Seminar: 'Foreign Aid Shocks: Evidence from a Natural Experiment in a Developing Economy'
Tuesday April 8th, Sultan Mehmood (CPB) will present 'Foreign Aid Shocks: Evidence from a Natural Experiment in a Developing Economy'.
Time: 13.00-14.00 hours
Location: CPB-office, Van Stolkweg 14, The Hague
Presentation: Sultan Mehmood (CPB)
Discussant: Henri de Groot (VU)
Registration: Please register by sending an email to email@example.com.
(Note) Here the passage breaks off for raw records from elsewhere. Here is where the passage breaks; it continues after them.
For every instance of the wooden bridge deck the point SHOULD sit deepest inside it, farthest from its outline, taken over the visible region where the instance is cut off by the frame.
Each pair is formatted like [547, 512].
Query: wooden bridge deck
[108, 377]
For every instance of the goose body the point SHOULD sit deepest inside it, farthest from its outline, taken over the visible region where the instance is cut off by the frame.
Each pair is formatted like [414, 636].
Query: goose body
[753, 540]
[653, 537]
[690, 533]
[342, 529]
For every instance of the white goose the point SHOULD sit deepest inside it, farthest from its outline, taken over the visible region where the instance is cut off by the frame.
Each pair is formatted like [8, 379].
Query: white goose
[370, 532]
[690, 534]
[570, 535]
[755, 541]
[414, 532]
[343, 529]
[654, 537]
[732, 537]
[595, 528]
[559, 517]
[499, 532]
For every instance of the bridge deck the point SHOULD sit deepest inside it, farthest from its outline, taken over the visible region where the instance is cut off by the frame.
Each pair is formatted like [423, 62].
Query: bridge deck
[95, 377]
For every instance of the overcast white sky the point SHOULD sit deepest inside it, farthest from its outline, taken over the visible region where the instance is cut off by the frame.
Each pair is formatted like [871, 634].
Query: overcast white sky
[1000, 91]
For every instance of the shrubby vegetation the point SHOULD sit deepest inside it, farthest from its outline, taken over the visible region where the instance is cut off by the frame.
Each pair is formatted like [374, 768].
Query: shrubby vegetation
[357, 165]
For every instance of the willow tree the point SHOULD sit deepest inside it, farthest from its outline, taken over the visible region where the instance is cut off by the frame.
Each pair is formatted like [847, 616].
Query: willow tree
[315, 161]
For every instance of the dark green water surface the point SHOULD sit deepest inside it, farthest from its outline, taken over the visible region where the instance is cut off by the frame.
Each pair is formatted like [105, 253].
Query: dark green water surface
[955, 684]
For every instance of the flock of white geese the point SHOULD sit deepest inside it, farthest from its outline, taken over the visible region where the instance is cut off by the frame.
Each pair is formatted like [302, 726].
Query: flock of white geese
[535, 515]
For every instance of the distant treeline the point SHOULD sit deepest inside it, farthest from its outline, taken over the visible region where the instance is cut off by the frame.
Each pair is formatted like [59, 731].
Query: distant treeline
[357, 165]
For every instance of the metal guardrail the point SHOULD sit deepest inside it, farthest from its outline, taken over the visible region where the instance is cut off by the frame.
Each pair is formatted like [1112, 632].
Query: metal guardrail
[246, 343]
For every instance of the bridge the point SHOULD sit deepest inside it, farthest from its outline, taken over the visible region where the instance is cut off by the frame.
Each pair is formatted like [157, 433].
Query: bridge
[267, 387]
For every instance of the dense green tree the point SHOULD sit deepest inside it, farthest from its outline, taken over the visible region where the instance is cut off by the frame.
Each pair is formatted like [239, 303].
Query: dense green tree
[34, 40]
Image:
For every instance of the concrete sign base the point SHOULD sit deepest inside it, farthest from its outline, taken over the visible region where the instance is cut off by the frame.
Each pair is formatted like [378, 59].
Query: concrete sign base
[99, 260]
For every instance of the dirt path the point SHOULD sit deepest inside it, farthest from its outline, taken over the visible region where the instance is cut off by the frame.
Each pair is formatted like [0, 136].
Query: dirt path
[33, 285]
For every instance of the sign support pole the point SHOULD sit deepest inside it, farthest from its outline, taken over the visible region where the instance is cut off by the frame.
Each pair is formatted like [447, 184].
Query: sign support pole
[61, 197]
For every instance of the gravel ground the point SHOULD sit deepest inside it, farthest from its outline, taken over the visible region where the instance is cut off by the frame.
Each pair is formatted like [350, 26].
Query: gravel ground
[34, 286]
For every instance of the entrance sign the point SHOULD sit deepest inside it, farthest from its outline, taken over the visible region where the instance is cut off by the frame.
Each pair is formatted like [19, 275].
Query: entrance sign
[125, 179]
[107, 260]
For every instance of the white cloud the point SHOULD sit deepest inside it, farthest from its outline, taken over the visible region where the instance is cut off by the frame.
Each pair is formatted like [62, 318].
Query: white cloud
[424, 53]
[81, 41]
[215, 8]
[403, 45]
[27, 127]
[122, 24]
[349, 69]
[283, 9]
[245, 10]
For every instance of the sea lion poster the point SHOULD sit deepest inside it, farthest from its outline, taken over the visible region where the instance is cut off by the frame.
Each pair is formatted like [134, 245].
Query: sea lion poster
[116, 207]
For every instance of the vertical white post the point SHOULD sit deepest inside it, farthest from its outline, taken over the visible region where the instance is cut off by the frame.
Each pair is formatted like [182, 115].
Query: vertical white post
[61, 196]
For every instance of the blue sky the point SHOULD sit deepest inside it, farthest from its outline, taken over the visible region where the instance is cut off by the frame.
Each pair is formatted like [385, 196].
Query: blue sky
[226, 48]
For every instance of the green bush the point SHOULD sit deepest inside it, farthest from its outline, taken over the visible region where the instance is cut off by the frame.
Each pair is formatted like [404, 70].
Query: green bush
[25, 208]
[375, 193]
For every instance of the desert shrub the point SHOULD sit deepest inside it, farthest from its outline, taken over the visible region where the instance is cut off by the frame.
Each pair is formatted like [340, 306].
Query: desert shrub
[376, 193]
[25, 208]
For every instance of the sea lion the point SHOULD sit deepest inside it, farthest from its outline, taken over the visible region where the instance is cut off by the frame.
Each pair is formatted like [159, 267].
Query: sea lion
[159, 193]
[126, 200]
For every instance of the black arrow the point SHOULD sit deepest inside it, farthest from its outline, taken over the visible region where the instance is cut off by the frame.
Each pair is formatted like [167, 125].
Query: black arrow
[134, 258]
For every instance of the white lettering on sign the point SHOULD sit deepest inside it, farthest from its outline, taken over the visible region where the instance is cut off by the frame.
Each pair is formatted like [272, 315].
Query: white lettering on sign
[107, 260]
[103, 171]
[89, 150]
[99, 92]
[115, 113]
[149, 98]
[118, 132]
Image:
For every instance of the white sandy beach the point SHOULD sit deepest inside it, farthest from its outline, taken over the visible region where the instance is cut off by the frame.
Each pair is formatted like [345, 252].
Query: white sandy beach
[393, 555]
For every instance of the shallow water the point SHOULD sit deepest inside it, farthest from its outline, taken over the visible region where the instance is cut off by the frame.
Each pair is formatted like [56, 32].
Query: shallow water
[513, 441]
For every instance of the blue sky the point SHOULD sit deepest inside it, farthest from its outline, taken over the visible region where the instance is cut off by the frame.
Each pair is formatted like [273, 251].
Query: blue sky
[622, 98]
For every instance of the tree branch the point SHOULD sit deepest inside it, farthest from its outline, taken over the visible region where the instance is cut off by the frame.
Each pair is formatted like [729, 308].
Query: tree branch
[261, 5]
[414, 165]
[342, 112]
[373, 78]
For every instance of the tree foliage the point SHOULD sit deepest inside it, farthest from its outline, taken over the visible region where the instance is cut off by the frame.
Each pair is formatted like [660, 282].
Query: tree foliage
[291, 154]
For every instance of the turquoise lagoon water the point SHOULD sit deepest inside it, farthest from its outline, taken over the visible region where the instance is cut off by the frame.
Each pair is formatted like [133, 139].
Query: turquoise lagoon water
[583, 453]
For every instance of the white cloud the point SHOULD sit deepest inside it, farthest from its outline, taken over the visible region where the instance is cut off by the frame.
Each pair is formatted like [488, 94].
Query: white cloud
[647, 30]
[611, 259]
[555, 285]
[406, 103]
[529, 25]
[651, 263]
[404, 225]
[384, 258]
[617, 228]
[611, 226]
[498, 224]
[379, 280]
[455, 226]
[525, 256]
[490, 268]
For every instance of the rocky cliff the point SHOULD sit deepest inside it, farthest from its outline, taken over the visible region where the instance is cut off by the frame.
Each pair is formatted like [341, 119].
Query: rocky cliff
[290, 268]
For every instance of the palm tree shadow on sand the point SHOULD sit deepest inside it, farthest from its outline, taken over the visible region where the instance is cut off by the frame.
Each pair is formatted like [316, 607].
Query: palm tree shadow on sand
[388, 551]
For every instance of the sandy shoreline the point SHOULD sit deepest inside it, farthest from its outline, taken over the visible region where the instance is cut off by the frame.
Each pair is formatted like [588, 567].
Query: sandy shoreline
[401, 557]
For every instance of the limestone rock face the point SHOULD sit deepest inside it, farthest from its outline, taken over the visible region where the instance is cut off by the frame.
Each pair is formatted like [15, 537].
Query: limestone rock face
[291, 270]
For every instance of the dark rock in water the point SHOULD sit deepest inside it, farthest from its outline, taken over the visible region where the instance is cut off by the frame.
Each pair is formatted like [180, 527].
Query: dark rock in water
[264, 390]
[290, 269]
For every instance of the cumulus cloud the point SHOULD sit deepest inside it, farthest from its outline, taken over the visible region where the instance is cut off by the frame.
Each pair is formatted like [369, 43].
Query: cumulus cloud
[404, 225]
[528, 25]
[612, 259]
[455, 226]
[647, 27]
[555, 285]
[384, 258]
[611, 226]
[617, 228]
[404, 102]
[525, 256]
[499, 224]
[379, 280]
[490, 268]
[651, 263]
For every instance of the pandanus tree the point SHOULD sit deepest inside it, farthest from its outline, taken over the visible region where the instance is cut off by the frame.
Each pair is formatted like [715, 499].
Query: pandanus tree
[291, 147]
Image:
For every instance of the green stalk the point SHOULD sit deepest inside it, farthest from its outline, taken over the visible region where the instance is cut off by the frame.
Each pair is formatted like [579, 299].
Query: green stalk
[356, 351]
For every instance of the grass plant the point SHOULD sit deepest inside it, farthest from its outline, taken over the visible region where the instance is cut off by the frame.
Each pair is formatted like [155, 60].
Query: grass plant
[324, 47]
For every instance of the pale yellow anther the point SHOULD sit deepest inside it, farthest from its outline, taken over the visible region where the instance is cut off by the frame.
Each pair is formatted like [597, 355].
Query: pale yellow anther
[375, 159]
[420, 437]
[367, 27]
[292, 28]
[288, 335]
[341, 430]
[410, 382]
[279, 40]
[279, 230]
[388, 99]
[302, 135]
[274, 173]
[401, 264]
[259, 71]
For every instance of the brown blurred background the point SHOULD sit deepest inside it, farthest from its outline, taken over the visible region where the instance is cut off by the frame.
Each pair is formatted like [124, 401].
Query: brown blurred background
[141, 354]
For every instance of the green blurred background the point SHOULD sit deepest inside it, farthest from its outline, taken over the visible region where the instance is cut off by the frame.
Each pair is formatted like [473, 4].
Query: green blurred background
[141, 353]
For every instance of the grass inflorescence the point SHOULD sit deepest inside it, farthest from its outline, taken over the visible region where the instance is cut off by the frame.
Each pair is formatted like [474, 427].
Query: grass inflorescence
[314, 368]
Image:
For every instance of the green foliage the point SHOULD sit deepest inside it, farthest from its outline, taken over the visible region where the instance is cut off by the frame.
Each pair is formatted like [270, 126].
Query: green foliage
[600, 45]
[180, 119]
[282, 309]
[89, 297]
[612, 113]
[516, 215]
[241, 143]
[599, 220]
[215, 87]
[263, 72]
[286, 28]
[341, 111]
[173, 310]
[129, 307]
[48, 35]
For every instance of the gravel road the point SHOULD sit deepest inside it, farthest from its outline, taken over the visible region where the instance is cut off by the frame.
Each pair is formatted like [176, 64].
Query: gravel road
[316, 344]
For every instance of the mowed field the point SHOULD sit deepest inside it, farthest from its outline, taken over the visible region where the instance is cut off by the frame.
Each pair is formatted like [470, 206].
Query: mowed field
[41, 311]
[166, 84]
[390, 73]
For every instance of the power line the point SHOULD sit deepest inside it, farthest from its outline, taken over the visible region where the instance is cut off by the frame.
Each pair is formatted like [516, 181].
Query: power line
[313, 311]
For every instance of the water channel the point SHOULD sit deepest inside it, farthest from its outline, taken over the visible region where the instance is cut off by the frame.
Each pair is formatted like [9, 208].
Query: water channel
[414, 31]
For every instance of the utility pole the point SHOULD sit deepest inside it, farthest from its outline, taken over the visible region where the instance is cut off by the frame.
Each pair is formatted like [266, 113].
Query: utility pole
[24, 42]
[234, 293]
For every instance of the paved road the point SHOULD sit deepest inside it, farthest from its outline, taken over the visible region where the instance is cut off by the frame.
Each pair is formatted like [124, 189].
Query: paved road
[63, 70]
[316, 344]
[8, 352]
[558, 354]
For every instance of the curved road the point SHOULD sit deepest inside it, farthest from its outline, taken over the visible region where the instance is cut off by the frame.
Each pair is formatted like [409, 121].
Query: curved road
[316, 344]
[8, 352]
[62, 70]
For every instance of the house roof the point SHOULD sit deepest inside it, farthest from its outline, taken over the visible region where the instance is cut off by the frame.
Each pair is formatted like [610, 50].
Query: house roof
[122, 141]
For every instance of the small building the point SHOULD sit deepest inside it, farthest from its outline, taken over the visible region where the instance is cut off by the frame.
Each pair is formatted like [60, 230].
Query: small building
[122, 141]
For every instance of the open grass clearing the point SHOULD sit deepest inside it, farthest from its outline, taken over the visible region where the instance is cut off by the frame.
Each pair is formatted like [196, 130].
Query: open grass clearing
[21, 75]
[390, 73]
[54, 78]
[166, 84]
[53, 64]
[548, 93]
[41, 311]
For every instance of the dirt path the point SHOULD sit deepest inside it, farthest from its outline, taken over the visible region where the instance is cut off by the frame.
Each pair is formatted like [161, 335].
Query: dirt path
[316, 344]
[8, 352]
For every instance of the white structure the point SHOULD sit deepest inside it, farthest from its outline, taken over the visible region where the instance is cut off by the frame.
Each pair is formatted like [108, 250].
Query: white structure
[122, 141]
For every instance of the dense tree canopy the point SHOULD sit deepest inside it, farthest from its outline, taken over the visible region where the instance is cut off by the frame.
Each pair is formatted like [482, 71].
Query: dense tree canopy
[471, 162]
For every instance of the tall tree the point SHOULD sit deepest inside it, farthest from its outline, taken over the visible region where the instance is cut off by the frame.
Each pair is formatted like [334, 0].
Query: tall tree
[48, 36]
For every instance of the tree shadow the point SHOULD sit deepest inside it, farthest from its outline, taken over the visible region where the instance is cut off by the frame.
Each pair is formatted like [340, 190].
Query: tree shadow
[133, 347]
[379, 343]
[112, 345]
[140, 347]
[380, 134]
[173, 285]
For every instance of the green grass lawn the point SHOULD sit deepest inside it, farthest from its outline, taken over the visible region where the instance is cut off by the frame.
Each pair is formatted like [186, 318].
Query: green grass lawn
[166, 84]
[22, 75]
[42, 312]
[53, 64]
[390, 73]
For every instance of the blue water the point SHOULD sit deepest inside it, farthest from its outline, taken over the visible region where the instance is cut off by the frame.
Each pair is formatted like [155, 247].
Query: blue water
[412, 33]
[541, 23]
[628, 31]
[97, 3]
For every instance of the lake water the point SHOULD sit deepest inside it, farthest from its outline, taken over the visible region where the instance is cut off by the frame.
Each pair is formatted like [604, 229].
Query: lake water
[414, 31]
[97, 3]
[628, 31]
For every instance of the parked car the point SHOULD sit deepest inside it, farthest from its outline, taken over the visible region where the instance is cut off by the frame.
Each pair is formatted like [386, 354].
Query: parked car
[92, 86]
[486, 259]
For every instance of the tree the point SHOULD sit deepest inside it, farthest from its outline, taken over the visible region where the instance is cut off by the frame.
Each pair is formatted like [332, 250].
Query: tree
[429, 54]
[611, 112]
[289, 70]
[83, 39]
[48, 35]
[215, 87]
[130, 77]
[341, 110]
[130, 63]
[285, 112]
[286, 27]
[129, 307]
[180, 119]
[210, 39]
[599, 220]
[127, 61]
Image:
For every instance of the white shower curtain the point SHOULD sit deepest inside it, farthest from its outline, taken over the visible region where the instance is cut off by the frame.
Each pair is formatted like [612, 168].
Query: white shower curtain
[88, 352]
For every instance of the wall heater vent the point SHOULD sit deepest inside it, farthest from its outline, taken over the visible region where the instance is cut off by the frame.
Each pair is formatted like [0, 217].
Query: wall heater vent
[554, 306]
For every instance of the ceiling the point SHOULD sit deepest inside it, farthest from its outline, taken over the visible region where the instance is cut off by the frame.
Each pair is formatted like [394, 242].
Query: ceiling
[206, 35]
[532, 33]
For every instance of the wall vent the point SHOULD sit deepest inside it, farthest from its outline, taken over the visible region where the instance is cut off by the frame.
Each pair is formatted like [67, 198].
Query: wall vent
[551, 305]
The paper exploits the sudden injections and reversals of United States foreign aid to Pakistan to identify the effects of foreign aid on the economic performance in a developing country. The variation in the amount of US aid coming to Pakistan was unanticipated and influenced by Pakistan’s nuclear ambitions (negative shock), the Soviet invasion of Afghanistan (positive shock) and the September 11 attacks (positive shock), all of which are incorporated in the sample period which ranges from 1973 to 2011. This in turn provides a rich source of exogenous variations to identify the effect of foreign development assistance on conflict and GDP per capita in an institutional setting of a developing country. It is estimated that a typical shock of world aid has negligible effects on conflict and GDP per capita in Pakistan. Nevertheless, development assistance shocks by United States has non-negligible effects. The estimations imply a typical non-military US aid shock of US$ 400 million reduces terrorism by about 6.88% and increases GDP per capita by 9.56% over the next 10 years.